As for why, I honestly don’t know. Might be a deliberate design choice, might be implementation convenience, might be just the way it happened. It’s not really a big deal, either way. I think, on balance, it’d be slightly more bothersome to have them capture like closures do.


#3

They’re functions, not closures, so they don’t close over anything. Functions don’t close, closures close. I see this as consistency, not inconsistency.


#4

You are simply repeating the way functions and closures are defined in your book and as they are implemented in Rust. Your point about consistency is that the language is consistent with itself, not terribly helpful.

My point is that other languages, such as Scheme, Python and even C (at least GNU C), do not make this distinction. Functions in those languages can reference free variables in their lexical scope. The point of my original post is that I find the Rust distinction odd – I don’t understand why this design choice was made.


#5

The fact that a fn does not close over an environment also allows it to have these properties:

  • A fn has an anonymous type that is zero-sized.
  • A fn can be coerced to a type like fn(T) -> U that is represented as a function pointer.

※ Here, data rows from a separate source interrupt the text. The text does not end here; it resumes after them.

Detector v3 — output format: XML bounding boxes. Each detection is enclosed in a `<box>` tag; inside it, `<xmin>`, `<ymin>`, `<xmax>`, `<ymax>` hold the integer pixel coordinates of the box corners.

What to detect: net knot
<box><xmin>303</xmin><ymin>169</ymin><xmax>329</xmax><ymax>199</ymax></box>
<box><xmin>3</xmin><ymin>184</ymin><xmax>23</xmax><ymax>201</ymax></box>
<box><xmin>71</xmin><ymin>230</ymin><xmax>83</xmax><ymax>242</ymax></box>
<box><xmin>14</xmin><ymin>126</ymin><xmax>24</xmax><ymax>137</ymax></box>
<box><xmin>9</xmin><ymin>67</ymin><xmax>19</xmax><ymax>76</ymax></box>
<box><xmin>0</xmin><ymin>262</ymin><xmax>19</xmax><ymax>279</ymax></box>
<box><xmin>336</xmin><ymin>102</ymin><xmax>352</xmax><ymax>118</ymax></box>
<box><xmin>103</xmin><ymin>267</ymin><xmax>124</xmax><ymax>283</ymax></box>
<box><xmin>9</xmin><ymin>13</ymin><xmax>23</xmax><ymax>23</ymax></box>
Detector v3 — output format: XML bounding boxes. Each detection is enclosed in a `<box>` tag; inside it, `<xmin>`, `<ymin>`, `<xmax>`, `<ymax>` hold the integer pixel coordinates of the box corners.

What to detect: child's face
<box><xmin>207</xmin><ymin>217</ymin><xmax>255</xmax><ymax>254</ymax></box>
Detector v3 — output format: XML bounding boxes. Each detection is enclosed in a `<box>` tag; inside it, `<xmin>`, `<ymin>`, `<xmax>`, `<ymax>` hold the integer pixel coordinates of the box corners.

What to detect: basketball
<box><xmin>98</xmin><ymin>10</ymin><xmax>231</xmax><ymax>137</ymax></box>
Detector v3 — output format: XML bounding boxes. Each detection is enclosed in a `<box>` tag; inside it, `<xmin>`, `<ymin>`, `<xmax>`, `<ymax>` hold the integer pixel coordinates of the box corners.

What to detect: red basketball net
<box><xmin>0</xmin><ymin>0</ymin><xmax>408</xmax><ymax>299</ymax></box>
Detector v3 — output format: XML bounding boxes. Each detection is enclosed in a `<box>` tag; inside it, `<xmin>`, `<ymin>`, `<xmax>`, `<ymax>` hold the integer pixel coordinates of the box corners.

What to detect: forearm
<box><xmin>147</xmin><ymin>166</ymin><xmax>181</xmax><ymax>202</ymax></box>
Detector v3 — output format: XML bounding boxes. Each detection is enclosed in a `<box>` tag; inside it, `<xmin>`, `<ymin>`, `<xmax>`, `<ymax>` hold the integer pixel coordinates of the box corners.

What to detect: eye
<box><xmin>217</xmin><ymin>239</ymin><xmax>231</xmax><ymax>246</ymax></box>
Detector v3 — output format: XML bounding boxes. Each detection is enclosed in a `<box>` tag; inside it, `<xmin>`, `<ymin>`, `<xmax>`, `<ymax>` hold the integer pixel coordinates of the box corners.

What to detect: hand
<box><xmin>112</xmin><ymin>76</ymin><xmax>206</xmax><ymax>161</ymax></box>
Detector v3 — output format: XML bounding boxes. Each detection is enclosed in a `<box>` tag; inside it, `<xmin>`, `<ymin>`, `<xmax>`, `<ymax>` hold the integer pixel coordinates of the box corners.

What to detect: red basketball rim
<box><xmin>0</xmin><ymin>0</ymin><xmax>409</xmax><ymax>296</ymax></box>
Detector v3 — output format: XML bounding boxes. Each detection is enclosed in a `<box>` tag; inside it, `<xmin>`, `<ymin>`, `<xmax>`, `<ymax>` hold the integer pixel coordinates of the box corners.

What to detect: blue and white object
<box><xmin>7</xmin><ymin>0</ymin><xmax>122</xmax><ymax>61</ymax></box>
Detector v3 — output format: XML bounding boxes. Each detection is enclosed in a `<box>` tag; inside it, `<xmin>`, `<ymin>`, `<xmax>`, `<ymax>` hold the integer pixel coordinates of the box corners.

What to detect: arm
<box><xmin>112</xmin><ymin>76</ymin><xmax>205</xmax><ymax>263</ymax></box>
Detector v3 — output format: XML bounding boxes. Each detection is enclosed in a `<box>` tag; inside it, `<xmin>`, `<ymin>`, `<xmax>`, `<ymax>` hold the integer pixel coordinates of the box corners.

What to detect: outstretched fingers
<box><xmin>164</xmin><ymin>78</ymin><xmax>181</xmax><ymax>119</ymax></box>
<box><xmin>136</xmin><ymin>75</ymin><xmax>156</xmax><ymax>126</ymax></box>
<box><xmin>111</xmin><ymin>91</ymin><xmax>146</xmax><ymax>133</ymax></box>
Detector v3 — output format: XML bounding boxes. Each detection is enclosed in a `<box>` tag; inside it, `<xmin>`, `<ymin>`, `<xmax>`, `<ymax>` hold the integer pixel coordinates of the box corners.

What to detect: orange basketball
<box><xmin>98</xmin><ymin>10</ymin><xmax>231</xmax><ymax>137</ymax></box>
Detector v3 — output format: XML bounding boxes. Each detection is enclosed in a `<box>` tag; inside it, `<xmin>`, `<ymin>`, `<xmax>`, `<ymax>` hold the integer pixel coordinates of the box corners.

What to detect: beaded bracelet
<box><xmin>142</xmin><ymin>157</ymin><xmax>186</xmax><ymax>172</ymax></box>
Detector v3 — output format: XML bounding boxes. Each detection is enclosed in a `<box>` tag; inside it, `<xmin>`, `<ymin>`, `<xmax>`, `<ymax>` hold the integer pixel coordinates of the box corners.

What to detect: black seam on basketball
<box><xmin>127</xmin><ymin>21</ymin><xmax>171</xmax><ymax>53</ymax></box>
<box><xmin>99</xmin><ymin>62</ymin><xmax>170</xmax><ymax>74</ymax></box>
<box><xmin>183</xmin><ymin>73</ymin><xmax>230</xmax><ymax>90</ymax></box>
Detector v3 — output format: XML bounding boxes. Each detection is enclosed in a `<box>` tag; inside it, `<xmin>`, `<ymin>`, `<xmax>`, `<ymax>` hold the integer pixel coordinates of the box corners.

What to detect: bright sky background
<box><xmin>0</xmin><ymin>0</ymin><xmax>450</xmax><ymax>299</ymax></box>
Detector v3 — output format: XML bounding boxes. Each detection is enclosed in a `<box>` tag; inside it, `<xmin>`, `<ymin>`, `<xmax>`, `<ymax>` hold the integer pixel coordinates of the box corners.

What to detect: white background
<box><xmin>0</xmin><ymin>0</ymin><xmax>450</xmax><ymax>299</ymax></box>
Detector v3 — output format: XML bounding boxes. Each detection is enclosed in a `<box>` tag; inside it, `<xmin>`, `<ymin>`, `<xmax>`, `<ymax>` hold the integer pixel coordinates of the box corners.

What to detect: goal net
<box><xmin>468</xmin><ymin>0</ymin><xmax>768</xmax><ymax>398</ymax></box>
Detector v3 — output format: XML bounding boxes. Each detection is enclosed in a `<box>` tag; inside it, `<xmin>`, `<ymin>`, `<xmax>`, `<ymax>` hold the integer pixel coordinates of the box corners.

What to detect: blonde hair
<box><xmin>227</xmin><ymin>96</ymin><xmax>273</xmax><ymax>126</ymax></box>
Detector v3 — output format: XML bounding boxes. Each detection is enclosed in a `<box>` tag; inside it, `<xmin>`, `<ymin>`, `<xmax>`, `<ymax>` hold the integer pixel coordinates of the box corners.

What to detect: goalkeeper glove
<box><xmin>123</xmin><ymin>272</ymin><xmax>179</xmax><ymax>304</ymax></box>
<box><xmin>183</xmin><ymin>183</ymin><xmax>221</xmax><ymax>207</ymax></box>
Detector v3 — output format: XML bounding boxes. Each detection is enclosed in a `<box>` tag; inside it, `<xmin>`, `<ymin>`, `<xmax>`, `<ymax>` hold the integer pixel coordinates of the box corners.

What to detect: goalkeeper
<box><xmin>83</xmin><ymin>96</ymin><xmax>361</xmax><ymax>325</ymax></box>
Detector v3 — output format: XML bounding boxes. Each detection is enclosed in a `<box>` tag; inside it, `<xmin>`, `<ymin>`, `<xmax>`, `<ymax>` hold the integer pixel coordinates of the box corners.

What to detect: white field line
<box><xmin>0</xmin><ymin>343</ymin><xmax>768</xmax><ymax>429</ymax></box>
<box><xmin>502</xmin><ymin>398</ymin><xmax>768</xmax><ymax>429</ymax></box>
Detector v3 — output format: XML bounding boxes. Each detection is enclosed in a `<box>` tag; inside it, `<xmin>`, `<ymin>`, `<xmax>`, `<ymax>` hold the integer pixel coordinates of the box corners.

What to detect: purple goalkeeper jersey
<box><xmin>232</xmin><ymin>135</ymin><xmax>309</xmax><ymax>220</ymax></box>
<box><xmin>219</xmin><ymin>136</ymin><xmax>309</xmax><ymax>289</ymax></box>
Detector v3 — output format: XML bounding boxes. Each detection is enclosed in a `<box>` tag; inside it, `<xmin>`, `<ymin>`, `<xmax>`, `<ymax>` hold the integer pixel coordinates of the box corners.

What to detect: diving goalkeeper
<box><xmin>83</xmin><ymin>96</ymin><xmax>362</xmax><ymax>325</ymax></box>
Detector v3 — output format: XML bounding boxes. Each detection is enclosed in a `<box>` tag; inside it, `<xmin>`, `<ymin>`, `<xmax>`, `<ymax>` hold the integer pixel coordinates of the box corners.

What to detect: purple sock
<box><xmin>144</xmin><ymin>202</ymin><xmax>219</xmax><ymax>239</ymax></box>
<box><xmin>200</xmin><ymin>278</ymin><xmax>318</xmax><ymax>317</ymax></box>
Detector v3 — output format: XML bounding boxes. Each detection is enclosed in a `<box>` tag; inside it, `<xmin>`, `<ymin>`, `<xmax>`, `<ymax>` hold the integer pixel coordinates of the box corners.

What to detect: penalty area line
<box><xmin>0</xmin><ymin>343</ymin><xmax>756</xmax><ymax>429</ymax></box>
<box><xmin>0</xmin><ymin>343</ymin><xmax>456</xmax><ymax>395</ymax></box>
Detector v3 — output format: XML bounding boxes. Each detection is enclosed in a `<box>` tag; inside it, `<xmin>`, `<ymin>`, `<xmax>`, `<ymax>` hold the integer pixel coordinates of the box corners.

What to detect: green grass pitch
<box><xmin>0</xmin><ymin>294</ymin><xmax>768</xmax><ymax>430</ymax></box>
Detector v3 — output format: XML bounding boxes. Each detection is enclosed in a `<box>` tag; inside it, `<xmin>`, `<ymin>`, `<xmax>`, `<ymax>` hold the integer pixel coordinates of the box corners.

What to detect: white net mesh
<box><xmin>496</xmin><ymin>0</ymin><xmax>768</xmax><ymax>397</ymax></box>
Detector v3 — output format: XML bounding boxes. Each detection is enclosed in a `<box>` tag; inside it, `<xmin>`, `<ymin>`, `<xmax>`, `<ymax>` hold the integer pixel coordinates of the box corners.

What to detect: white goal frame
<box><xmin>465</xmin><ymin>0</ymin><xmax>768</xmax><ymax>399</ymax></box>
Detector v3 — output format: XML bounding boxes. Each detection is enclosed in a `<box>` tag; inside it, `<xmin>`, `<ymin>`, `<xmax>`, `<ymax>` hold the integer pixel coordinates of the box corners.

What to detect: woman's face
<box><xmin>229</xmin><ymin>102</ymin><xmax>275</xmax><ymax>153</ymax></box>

These representation details tend to matter more for Rust than for languages like Scheme and JavaScript that have fewer distinctions between functions and closures. They affect things like the generated code for functions that are generic over Fn traits.


#6

I’m not sure I completely understand your message, but it suggests to me that perhaps this was done as a result of the Rust approach to memory management, which is different from every other language that does not make the distinction between functions and closures?


#7

Lots of languages box every value, so they can ignore distinctions between functions that have associated data and ones that don’t, since the extra data is hidden behind a pointer. In Rust, there are things that you can do with a non-capturing function that you can’t do with a capturing function, so it makes sense to keep a distinction.


#8

Ok, this is beginning to make some sense and confirms my thought that this was somehow related to Rust’s approach to memory management. I can well believe that things become possible or practical in an environment (pun intended) where everything is in the heap, garbage-collected as necessary that don’t make sense in Rust.


#9

It’s not just in Rust; for example, look at wikipedia on closures

a closure is a record storing a function together with an environment

and

A closure—unlike a plain function—allows the function to access those captured variables through the closure’s copies of their values or references, even when the function is invoked outside their scope.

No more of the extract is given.